Cisint: "Quasi un punto di PIL esce dal Paese con le rimesse degli stranieri, che intanto vivono di sussidi. Serve subito un piano nazionale di controllo sui flussi di denaro verso l'estero e nuove regole che limitino l'accesso al welfare per chi non restituisce nulla alla comunità

Cisint:

Anna Cisint europarlamentare della Lega


Cisint: "Dodici miliardi di euro, è questa la cifra colossale che ogni anno gli stranieri residenti in Italia spediscono nei Paesi d'origine. Una vera e propria emorragia economica che drena ricchezza dal nostro sistema e la riversa all'estero, mentre nelle nostre città i Comuni si fanno carico dei servizi, dei sussidi e delle spese legate a queste stesse famiglie.

A guidare questa fuga di capitali ci sono i cittadini del Bangladesh, che solo nel 2024 hanno inviato a casa quasi 1,4 miliardi di euro. Una cifra che da sola rappresenta la fetta più importante di tutte le rimesse estere partite dall'Italia. È ormai evidente che l'economia bengalese si regge sul welfare italiano e degli Paesi europei, in un circolo vizioso che penalizza chi rispetta le regole e contribuisce davvero allo sviluppo del Paese.

I dati parlano chiaro: ogni famiglia bengalese in Italia invia mediamente 604 euro al mese all'estero. Un dato sconcertante, se messo a confronto con i bilanci sempre più in sofferenza dei nostri Comuni.

A Monfalcone, città che ho amministrato come Sindaco, la situazione è eloquente: il 64% dei beneficiari dei contributi per il servizio scuolabus è di origine straniera (in larghissima parte bengalese), così come il 66% dei fruitori del servizio mensa scolastica. E in più generale circa il 95% del bilancio su welfare e bonus del Comune viene assorbito da stranieri. A fronte di ciò, questi stessi nuclei familiari esportano denaro in maniera sistematica, privando il nostro territorio di risorse fondamentali e di una reale ricaduta economica.

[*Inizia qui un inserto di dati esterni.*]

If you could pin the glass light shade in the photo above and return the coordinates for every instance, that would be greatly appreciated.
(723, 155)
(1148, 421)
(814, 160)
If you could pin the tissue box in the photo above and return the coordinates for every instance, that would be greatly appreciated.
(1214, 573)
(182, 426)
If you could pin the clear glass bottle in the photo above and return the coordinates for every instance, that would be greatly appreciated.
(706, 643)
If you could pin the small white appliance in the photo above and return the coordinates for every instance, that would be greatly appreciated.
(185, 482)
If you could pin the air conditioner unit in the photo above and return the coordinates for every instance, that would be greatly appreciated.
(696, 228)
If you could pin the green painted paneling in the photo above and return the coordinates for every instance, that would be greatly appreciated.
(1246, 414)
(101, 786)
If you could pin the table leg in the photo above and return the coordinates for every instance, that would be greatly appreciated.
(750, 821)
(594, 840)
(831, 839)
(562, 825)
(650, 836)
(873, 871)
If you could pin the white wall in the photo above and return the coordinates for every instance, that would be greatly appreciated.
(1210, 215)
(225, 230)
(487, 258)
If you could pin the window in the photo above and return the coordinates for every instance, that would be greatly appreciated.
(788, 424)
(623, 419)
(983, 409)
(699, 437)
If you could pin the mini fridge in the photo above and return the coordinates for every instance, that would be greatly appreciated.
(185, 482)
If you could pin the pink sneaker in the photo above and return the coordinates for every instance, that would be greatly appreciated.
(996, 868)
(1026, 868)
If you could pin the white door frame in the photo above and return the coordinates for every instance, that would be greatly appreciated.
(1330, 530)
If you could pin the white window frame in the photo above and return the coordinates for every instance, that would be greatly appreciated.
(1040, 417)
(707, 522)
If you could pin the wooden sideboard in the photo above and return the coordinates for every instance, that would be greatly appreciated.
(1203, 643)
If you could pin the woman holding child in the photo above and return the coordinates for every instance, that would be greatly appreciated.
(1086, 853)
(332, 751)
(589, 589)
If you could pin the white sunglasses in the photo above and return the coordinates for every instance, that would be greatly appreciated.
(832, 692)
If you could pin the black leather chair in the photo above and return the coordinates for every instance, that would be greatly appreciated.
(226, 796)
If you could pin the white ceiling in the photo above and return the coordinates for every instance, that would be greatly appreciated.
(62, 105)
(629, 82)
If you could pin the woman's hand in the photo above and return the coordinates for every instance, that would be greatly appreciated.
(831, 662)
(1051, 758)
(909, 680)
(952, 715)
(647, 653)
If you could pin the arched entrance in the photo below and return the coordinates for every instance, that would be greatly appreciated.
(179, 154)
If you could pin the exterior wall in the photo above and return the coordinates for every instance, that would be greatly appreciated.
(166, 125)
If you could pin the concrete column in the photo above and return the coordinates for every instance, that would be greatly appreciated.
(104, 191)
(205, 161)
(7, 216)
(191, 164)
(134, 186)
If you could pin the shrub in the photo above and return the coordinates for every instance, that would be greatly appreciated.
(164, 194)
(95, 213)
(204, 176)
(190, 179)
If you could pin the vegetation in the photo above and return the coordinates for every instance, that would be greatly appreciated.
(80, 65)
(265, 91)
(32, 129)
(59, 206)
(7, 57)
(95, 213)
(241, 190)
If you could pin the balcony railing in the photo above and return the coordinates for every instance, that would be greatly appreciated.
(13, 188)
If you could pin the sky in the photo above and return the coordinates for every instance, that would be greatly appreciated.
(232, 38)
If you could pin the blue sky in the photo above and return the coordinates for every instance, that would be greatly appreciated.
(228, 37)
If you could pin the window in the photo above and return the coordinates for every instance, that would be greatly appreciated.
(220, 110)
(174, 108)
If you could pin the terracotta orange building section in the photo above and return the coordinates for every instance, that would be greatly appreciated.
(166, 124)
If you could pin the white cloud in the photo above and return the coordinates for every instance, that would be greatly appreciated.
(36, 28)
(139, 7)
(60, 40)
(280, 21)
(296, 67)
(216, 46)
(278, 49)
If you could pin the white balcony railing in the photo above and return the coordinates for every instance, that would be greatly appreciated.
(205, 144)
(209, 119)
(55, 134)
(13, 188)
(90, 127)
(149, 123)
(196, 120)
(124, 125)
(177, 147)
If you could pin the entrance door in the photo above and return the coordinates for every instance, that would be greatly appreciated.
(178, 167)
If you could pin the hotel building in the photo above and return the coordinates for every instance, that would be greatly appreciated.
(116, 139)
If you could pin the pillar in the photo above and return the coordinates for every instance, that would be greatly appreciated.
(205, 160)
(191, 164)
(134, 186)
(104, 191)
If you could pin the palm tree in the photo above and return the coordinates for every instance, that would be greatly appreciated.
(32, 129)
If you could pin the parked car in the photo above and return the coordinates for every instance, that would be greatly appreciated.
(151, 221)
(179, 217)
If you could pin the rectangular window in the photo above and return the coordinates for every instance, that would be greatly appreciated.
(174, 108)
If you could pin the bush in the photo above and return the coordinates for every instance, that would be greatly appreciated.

Siamo di fronte a uno squilibrio intollerabile, che erode le finanze degli enti locali e rende sempre più pesante la presenza straniera e in particolare bengalese nel nostro Paese. Non solo per l'impatto economico, ma anche per un problema culturale e sociale: una comunità chiusa, che in troppi casi ostile ad una vera integrazione, che porta con se anche forti elementi di radicalismo religioso.

Quello che la sinistra si ostina a dipingere come un fenomeno virtuoso è in realtà una bomba a orologeria che pesa sulle tasche degli italiani e arricchisce solo chi sfrutta questa manodopera a basso costo, lasciando briciole ai territori che li ospitano e che sono costretti a fare i conti con l'assenza della volontà di integrarsi di questi.

Serve subito un piano nazionale di controllo sui flussi di denaro verso l'estero, e nuove regole che limitino l'accesso al welfare per chi non restituisce nulla alla comunità".